One country we've seen a lot of music video activity from is Mexico. So today we're watching one of my favorite music videos for a Mexican artist, "Here We Kum" from 2003 by Molotov, directed by Rogelio Sikander.

The video starts out identifying some of the parts of a moving mechanism consisting of platforms that move up (or maybe we're moving down), so we see what's on each platform as they each move in front of the camera. Some signs identify some of the elements, but they don't seem to make much sense to me, a guy who only knows English. For instance, "ejes" translates to "axes" according to Google translate, but maybe it means "axis"? I don't know, and it doesn't really matter. What does matter is that "banda" probably means "band".

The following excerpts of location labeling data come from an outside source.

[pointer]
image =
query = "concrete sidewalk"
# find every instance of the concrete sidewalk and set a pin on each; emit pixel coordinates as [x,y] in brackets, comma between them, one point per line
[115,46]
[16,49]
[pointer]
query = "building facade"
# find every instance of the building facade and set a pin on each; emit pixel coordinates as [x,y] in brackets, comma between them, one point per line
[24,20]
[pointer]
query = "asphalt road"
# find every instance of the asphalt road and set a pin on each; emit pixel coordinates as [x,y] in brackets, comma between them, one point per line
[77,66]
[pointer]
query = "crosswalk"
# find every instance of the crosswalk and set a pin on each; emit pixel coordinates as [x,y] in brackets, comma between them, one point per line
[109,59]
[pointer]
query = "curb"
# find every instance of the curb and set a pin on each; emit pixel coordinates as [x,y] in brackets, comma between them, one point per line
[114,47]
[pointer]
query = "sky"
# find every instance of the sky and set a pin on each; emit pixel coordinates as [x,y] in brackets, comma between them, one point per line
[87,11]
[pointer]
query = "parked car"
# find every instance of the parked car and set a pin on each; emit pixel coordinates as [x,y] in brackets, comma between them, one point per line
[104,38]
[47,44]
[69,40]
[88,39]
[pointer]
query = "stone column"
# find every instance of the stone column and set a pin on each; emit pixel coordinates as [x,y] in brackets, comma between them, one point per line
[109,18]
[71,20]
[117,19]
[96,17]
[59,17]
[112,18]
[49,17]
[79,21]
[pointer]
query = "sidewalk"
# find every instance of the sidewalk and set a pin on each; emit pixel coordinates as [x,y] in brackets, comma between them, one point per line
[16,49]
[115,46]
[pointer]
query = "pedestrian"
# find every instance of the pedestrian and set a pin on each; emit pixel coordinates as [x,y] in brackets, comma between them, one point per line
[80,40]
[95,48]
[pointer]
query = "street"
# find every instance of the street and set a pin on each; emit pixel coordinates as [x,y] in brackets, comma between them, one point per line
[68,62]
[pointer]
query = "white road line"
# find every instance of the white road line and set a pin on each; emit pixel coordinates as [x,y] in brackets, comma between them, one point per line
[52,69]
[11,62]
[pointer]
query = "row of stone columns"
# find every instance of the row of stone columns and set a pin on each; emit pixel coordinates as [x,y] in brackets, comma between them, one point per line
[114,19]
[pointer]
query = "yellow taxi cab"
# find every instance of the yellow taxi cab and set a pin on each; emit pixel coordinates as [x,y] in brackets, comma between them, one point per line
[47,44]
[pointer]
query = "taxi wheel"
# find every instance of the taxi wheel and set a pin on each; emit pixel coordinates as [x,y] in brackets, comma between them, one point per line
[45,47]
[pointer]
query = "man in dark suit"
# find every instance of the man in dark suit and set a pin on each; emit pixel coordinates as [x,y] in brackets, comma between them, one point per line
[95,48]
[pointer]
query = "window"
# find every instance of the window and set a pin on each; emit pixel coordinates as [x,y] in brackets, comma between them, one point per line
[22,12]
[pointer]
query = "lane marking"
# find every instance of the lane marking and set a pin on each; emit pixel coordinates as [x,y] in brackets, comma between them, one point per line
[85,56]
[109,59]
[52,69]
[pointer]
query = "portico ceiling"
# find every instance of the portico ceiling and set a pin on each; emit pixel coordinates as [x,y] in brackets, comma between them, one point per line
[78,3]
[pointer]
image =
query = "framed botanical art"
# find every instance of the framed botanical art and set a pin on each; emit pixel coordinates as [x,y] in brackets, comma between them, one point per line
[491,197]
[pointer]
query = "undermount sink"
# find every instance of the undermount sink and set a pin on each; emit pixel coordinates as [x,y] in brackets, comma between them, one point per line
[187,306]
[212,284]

As we go through the scenes we get a performance by the band, as well as scenes that play out over several levels, including a scene of a business board room getting trashed, a game of squash, and for some reason, men betting on a karate match between two women like they were betting on a cock fight.

Even if you don't speak Spanish and can't understand anything but the chorus (which is a mix of Spanish and English), Rogelio Sikander and Molotov really do a great job of communicating some subtle and not so subtle visual humor. I love how bassist Micky Huidobro is tuning up his bass and moves the nob way past the point where he could conceivably be tuning his instrument. The musical chairs that stops the song is hilarious as well, and the karate match scene might be some sort of social commentary, but it's over my head.

The whole visual concept is also very unique - I saw this video in a hotel room in the Domincan Republic in 2003, and for some reason depite not having seen it again at all over the past 10 years, I still remember it vividly. There's something about the motion of the moving platforms combined with the motion of whatever is going on within them that just works perfectly for this song.

Eventually the concept breaks down a bit, and we get a bizarre litle middle section with cheesy graphics and stuff that honestly just feels like it was filler since I imagine the platform stuff was expensive. However, the video finishs strong, and it's a good reason to check out more music videos from Mexico.